Jan. 24 (Bloomberg) -- The yen fell for the first time in four days against the dollar after Deputy Economy Minister Yasutoshi Nishimura said its decline isn’t over and a level of 100 versus the U.S. currency wouldn’t be a concern.
The yen dropped at least 0.5 percent versus all of its 16 major counterparts after a Chinese report showed manufacturing expanded at the fastest rate in two years, reducing demand for Japan’s currency as a refuge. Asian currencies weakened against the dollar as North Korea threatened to test nuclear weapons. The euro strengthened after a regional report showed the contraction in manufacturing and services slowed this month.
“The most important thing for currency markets is the new Japanese administration and the seeming forcefulness to get the yen weaker as soon as possible,” said Adam Myers, European head of foreign-exchange strategy at Credit Agricole Corporate & Investment Bank in London. “It’s great that China’s economy is rebounding, no question.”
The yen tumbled 1.1 percent to 89.58 per dollar at 7:33 a.m. in New York after strengthening 1.7 percent during the previous three days. It slid to 90.25 on Jan. 21, the weakest level since June 2010. Japan’s currency declined 1.2 percent to 119.40 per euro. The euro gained 0.1 percent to $1.3329.

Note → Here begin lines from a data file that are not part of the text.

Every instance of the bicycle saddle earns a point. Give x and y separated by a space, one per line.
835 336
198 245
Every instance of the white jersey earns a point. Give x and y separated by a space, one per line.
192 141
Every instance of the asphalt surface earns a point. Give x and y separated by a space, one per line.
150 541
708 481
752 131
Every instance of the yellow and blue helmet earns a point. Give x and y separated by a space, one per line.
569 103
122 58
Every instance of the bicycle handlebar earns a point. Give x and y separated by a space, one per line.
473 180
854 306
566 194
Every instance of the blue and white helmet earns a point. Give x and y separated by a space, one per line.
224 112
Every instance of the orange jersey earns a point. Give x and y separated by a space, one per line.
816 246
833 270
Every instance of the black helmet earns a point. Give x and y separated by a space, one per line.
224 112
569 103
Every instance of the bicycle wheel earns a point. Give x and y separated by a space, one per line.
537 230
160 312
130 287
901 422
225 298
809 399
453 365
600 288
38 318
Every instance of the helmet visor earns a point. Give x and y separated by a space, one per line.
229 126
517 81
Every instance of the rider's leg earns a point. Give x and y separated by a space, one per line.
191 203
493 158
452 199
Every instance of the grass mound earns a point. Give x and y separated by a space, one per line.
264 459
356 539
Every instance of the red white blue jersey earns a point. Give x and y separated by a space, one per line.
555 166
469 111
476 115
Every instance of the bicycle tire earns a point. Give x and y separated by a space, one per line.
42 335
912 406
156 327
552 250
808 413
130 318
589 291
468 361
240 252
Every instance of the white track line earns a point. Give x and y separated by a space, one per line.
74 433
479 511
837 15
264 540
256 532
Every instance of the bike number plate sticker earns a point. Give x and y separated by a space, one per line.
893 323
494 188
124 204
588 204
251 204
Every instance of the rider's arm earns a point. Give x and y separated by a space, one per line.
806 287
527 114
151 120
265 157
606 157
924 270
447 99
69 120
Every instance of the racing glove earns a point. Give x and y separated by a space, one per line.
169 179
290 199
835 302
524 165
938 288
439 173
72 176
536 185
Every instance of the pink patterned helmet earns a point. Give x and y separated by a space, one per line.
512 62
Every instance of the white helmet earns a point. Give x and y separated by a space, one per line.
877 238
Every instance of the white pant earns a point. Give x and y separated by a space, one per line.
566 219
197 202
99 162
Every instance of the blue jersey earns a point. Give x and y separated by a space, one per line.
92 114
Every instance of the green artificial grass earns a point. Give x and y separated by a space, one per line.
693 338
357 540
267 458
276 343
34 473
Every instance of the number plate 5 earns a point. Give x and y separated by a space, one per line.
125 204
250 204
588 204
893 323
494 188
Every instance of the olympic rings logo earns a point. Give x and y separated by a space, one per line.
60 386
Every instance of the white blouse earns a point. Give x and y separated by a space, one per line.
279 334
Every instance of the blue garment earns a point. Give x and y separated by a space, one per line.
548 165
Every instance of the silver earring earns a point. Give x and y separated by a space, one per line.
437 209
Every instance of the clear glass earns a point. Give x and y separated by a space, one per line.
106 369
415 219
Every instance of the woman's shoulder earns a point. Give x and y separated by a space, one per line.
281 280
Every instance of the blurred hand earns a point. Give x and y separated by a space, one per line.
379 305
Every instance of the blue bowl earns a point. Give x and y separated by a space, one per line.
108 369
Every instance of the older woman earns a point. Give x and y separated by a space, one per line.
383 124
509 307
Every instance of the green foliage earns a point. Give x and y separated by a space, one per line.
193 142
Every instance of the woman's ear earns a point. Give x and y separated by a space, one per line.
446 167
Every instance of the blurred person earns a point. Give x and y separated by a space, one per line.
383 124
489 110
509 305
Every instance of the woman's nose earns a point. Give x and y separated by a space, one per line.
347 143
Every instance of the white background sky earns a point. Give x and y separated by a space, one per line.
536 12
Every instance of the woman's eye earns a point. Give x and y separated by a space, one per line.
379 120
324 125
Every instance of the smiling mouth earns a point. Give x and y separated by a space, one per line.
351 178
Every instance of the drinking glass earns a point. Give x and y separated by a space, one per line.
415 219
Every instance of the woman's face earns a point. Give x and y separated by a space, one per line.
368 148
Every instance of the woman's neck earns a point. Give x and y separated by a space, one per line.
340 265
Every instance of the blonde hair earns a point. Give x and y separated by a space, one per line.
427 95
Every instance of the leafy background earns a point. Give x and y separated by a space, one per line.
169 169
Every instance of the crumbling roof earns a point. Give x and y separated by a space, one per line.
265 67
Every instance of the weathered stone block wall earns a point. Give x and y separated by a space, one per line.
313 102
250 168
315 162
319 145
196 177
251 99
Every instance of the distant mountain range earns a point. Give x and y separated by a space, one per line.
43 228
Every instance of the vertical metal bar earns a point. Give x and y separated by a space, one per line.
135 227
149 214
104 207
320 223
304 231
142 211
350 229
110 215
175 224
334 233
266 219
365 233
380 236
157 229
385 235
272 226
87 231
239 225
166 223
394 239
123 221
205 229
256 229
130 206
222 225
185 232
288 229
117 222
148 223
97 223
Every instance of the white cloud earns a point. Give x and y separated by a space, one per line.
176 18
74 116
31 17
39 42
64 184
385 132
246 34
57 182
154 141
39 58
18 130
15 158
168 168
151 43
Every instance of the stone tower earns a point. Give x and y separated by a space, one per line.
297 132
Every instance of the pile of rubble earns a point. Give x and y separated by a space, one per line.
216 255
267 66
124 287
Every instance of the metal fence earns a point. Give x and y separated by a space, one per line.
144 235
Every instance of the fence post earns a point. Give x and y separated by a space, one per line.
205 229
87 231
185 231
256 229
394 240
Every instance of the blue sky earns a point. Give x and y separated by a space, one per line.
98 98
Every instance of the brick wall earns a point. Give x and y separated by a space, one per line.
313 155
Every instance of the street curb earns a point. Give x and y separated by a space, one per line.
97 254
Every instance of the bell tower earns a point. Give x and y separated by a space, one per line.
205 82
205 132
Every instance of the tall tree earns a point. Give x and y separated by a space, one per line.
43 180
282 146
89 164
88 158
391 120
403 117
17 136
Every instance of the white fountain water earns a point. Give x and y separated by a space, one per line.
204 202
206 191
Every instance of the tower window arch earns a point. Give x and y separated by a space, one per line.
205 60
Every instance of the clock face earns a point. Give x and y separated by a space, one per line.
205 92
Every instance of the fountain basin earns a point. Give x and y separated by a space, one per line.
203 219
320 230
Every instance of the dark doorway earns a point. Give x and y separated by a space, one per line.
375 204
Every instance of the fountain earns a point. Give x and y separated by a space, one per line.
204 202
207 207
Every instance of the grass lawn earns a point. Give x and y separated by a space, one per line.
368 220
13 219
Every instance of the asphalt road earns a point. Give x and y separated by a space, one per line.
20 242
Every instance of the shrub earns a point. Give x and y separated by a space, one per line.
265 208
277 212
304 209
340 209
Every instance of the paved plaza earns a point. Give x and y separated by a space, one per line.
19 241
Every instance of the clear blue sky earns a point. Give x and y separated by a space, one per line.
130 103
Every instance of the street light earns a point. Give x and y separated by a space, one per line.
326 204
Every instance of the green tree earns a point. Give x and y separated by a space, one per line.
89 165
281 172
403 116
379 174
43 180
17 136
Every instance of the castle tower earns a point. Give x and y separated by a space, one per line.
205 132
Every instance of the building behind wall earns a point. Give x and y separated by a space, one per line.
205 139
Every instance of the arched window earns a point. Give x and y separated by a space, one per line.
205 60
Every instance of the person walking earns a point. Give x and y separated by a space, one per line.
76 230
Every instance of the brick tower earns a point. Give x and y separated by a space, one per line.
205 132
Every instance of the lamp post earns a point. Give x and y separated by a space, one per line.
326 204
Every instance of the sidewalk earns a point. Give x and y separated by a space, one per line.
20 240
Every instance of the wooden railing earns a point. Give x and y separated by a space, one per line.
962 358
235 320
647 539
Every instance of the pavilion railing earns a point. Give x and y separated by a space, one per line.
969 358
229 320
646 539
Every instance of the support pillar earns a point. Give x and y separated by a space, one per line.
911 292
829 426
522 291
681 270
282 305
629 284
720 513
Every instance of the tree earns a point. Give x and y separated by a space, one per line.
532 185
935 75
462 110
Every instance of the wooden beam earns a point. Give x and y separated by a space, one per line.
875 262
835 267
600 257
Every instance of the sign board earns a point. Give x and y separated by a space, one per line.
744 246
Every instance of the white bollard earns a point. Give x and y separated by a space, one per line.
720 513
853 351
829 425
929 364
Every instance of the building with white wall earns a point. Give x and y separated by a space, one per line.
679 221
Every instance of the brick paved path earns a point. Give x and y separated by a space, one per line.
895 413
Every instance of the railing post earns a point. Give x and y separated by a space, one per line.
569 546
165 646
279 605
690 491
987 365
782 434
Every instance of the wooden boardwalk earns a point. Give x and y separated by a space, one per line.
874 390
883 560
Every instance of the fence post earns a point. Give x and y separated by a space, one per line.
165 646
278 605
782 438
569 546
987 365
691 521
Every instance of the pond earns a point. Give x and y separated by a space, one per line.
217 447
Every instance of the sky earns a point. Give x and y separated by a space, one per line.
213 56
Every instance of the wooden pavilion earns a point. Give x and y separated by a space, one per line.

The yen may drop to 100 in the next six months “depending on how aggressive the official rhetoric is,” Myers said. The probability of the yen weakening to 100 by year-end was 25 percent today, according to options data compiled by Bloomberg.
The yen at 100 per dollar would be acceptable, Nishimura said in an interview in Tokyo, suggesting global criticism may fail to convince Prime Minister Shinzo Abe to temper his push to weaken the currency.
“The current level around 90 can be said to be a correction of the strong yen, but it isn’t over yet,” Nishimura said. A level of 110 to 120 would raise import costs, he said, suggesting the government won’t back a currency free-fall.
Japan’s currency fell in early Asian trading after HSBC Holdings Plc and Markit Economics said their preliminary reading of China’s Purchasing Managers’ Index increased to 51.9 in January from 51.5 the previous month. The data suggest China’s expansion at the start of 2013 will equal or exceed its 7.9 percent pace in the fourth quarter.
“Yen weakness kicked in squarely as a function of the Chinese data,” said Neil Jones, head of European hedge fund sales at Mizuho Corporate Bank Ltd. in London. “The Chinese data surprised to the upside for many people. The global backdrop is showing an improving trend that’s not factored into the market yet.”
The yen has slumped 18 percent in the past six months, the worst performer of 10 developed-market currencies tracked by Bloomberg Correlation-Weighted Indexes. The dollar dropped 4.7 percent and the euro advanced 6.5 percent.
Asian currencies fell as North Korea threatened to conduct a nuclear weapons test “targeted” at the U.S. after the U.S. pushed through new United Nations sanctions against the state for its rocket launch last month.
Investors are “selling Asian assets amid rising geopolitical risks in North Korea,” said Yuji Saito, director of foreign-exchange at Credit Agricole SA in Tokyo.
South Korea’s won declined 0.3 percent to 1,068.85 per dollar and the Taiwan dollar dropped 0.2 percent to 29.138.
The Bloomberg-JPMorgan Asia Dollar Index, which tracks the region’s 10 most-active currencies excluding the yen, fell 0.1 percent to 118.48.
The euro strengthened against all except two of its 16 major counterparts after Markit Economics released its survey of purchasing managers in manufacturing and services.
A composite index based on the survey climbed to 48.2 this month from 47.2 in December, the data showed. A reading below 50 indicates contraction.
The 17-nation currency rose for the first time in five days against the Swiss franc, gaining 0.1 percent to 1.2390 francs.